Ao no Exorcist – Primeiras impressões

Ao no Exorcist é uma adaptação feita pelo estúdio A-1 Pictures em conjunto com a Aniplex de um manga originalmente lançado na antologia Jump Square desde abril de 2009 da autora Kazue Kato, contando atualmente com seis volumes encadernados.

Rin Okumura é um adolescente de apenas 15 anos que, como muitos outros da sua idade, não gosta de estudar. Morando em uma igreja junto do seu “pai” Shirou Fujimoto, o padre local, e seu irmão Yukio Okumura, o garoto está sempre se envolvendo em problemas, arrumando facilmente uma briga e por esses motivos não conseguindo se manter em nenhum emprego de meio-período.

Um dia Rin encontra com uma garota que está correndo atrás do seu cachecol, quando percebe que o que está levando o objeto é uma estranha criatura parecida com um macaco bizarro. É a partir desse momento que ele começa a ver outras estranhas criaturas que aparentemente ninguém mais consegue enxergar. Após se envolver em outra briga, a ele é revelado por seu “pai” que na verdade Rin não é um humano, mas sim o filho do maior dos demônios, Satã.

De todos os animes que estreiaram nesta nova temporada, e faltam poucos para eu começar a acompanhar, Ao no Exorcist foi a abertura mais empolgante, passando AnoHana (que irei comentar essa semana ainda, mas é ótimo), ainda que sejam animes totalmente diferentes em suas propostas.

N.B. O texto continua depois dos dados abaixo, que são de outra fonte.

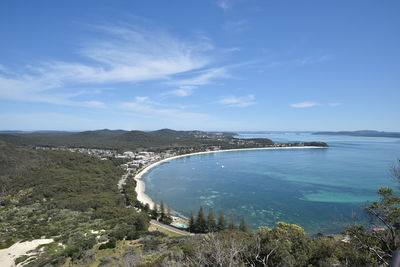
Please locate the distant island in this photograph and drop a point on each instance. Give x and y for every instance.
(365, 133)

No entanto, Exorcist não é nenhum primor de originalidade, longe disso. O adolescente problemático que descobre ser filho de um poderoso demônio lembra facilmente Yusuke Urameshi, do anime Yuyu Hakusho. É claro que garotos descobrindo suas reais naturezas não são nenhuma novidade, na verdade é um tema básico da literatura infanto-juvenil. O clima de amistosidade misturado com cenas agudas de ação e efeitos demoníacos nos remete ao Chrono Crusade, com seu demônio indo contra a “ordem natural das coisas”.

Portanto, a questão aqui não é um roteiro original, mas sim algo extremamente bem executado.

Com a sua cena inicial onde diversos sacerdotes são mortos enquanto entoam cânticos buscando proteger Assiah, o mundo humano, o diretor Tensai Okamura (Darker than Black) cria uma ansiedade em quem assiste, para em sequência diminuí-la consideravelmente mostrando a vida diário de Rin. Esse efeito, já muito usado em outros animes, faz com que o espectador fique aguardando pelo momento em que as coisas irão ser mexidas novamente, que, obviamente, só acontece no final do episódio, fisgando as pessoas para ver o próximo episódio.

Sem ter que se preocupar com a animação, já que o estúdio A-1 Pictures mantém seu característico traço firme e sua boa animação, nos resta se concentrar na história e na evolução narrativa muito bem construída neste primeiro episódio. E assim, mesmo com o curto espaço de tempo, consegue-se facilmente se afeiçoar aos personagens que surgem, não somente com o protagonista cool, mas com o seu irmão responsável, seu pai brincalhão, mas poderoso e até mesmo com os coadjuvantes que não apresentam muita coisa.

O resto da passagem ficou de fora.